In summary: I'm working on making genetically modified Aiptasia to help understand coral bleaching in more detail. Hopefully this understanding will help researchers come up with ways to limit the impending loss of most of the world's coral reefs.
In more detail:
I'm studying cnidarian-symbiodinium (endosymbiotic algae) symbiosis using Aiptasia pallida as a model organism in Professor John Pringle's lab at Stanford University.

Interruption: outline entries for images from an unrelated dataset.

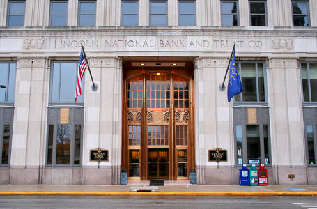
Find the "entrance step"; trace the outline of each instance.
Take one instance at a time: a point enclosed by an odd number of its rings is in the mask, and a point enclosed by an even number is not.
[[[164,186],[164,180],[162,179],[152,179],[149,186]]]
[[[158,187],[155,186],[134,186],[130,187],[130,192],[158,192]]]

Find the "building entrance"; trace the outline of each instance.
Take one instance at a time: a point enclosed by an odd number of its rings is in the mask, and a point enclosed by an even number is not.
[[[194,167],[192,75],[155,70],[124,75],[122,167],[128,180],[188,179]]]
[[[148,149],[148,179],[169,179],[169,149]]]

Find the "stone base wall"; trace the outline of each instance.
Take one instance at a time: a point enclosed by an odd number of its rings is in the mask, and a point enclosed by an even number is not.
[[[6,185],[10,182],[10,169],[0,169],[0,185]]]
[[[309,185],[317,185],[317,168],[307,168]]]
[[[13,185],[37,185],[39,183],[39,168],[11,168],[10,183]]]
[[[277,166],[275,172],[277,176],[279,185],[306,185],[307,184],[307,168],[303,166]],[[288,178],[288,174],[295,174],[292,180]]]
[[[233,167],[206,167],[206,185],[232,185],[234,183]]]

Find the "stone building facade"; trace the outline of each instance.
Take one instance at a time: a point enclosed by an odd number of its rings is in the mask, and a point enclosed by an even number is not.
[[[228,102],[234,41],[245,93]],[[81,43],[98,89],[86,72],[75,102]],[[1,1],[0,183],[193,169],[238,184],[242,163],[265,163],[269,184],[316,184],[316,55],[317,0]],[[208,160],[215,148],[226,161]]]

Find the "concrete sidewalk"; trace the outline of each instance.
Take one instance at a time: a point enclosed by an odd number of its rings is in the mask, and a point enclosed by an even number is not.
[[[0,195],[202,195],[202,196],[316,196],[317,185],[268,186],[201,185],[170,183],[158,192],[130,192],[127,185],[2,185]]]

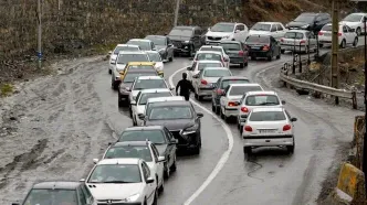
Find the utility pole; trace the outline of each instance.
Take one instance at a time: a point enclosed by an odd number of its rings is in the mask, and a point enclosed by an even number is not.
[[[339,32],[339,0],[333,0],[333,39],[332,39],[332,87],[339,88],[339,67],[338,67],[338,32]],[[339,98],[335,97],[335,105],[339,104]]]
[[[42,68],[42,7],[41,1],[38,0],[38,63],[39,69]]]

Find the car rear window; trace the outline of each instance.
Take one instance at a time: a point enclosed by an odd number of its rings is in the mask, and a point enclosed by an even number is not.
[[[242,96],[248,91],[261,91],[260,86],[233,86],[229,93],[230,96]]]
[[[256,111],[250,115],[250,121],[282,121],[285,120],[283,111]]]
[[[247,106],[276,106],[280,100],[275,95],[256,95],[248,96],[245,99]]]

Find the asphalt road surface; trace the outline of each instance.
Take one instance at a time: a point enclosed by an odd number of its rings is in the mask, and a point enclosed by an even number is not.
[[[205,114],[202,151],[199,157],[178,158],[178,170],[165,182],[159,204],[315,204],[339,148],[353,138],[354,116],[360,112],[280,88],[279,67],[290,60],[284,54],[231,71],[286,100],[287,110],[298,118],[295,153],[258,149],[245,158],[237,126],[214,117],[210,100],[192,98]],[[57,76],[22,84],[19,94],[1,101],[0,204],[21,199],[36,181],[85,177],[92,159],[101,158],[116,133],[132,126],[127,110],[117,107],[107,64],[101,56],[60,62],[54,65]],[[165,64],[166,79],[176,84],[189,64],[187,58]]]

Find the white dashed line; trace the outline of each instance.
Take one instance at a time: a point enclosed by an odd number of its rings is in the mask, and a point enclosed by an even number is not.
[[[169,76],[168,82],[171,86],[175,86],[174,84],[174,76],[177,75],[178,73],[180,73],[181,71],[186,69],[186,67],[180,68],[178,71],[176,71],[172,75]],[[222,157],[220,158],[220,160],[218,161],[214,170],[209,174],[209,176],[207,177],[207,180],[201,184],[201,186],[184,203],[184,205],[189,205],[191,204],[200,194],[202,191],[206,190],[206,187],[214,180],[214,177],[218,175],[218,173],[222,170],[222,168],[224,166],[226,162],[228,161],[228,158],[233,149],[233,134],[230,130],[230,128],[228,127],[228,125],[226,122],[223,122],[217,115],[214,115],[213,112],[211,112],[210,110],[208,110],[207,108],[205,108],[203,106],[201,106],[200,104],[196,102],[195,100],[190,99],[190,101],[198,106],[199,108],[201,108],[202,110],[205,110],[206,112],[208,112],[209,115],[211,115],[216,120],[219,121],[219,123],[222,126],[222,128],[226,131],[227,138],[228,138],[228,149],[226,150],[226,152],[222,154]]]

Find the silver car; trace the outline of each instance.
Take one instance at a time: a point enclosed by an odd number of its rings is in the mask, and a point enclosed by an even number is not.
[[[232,76],[227,67],[206,67],[199,74],[192,76],[192,86],[195,88],[195,98],[202,100],[203,97],[211,97],[214,84],[220,77]]]
[[[294,52],[315,52],[317,50],[316,36],[311,31],[305,30],[291,30],[287,31],[284,37],[281,39],[281,51]]]

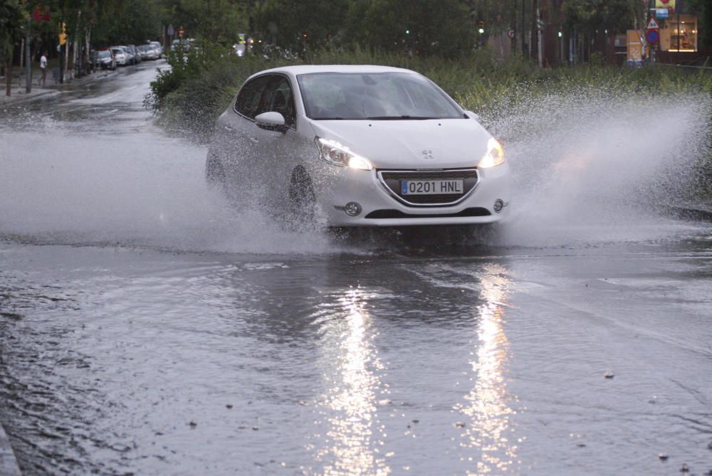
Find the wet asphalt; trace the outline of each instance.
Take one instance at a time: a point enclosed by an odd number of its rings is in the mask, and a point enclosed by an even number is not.
[[[708,222],[286,230],[209,196],[142,106],[159,65],[0,117],[23,474],[712,470]]]

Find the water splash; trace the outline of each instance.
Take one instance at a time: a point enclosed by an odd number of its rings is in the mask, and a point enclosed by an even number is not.
[[[696,95],[649,97],[588,90],[501,115],[513,174],[510,245],[654,240],[686,226],[661,218],[687,198],[708,153],[712,105]]]
[[[138,139],[138,140],[137,140]],[[152,134],[0,132],[0,235],[41,243],[150,246],[246,253],[318,253],[206,187],[204,148]]]
[[[710,102],[695,95],[653,99],[587,90],[503,110],[487,125],[512,166],[512,215],[494,238],[478,234],[472,243],[579,246],[689,232],[689,224],[660,212],[684,198],[708,153]],[[0,130],[0,236],[244,253],[413,248],[407,240],[399,244],[402,233],[335,240],[285,229],[256,207],[216,200],[204,184],[204,147],[167,137],[147,115],[138,119],[148,125],[137,129],[132,112],[96,128],[41,115],[23,121],[26,131]],[[425,234],[416,248],[447,243]]]

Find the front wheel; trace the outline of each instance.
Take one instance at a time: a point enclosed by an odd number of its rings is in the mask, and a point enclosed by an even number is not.
[[[211,189],[221,191],[225,189],[225,169],[212,155],[205,159],[205,182]]]
[[[316,194],[311,178],[303,167],[297,167],[292,173],[289,204],[290,215],[295,225],[299,228],[315,228]]]

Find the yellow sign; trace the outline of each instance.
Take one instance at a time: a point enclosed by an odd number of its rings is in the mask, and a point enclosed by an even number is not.
[[[59,33],[59,44],[64,45],[67,43],[67,31],[65,29],[66,25],[62,23],[62,33]]]
[[[675,11],[675,0],[655,0],[655,8]]]

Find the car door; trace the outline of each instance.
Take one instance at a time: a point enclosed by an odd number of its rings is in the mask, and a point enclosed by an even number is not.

Aiptasia has potential to be a good model organism for all the reasons that it is a pest in our tanks: it's hard to kill, easy to grow, tolerates sub-optimal conditions, and grows quickly. Plus, we can treat the anemones with antibiotics to "cure" them of their algal symbionts (AKA bleach them) and they can still survive by feeding. We're developing tools to do genetics research in Aiptasia, with the goal to manipulate various genes in their genome and observe how these manipulations affect symbiosis. One of the major limitations to our work currently is that we cannot "close" the Aiptasia life cycle: we can get males and females to spawn, and we can keep the anemone larvae alive for over a month, but we cannot get the larvae to settle and metamorphose into adult anemones. If anyone has any ideas on this, I'd love to hear them!
We keep a decent stock of anemones for our work, and they are constantly throwing off pedal lacerate clones that we normally just throw in the trash. The way I see it, why not feed them to Berghia nudis instead? I'm new to the lab, and my labmates have two non-research aquaria in desperate need of my attention. As you might expect, both are overrun with Aiptasia and I think Berghia nudis will be a good solution for the smaller tank that contains no predators (just a lone clownfish and some softies). As for breeding potential, we maintain the anemones in plastic tubs on racks hooked up to a manifold. The flow is very low and there is no substrate or rock. I'm sure I could set up a separate tub, toss in all the spare Aiptasia anemones, and throw in some nudis. Hopefully they'd breed in there. Thoughts?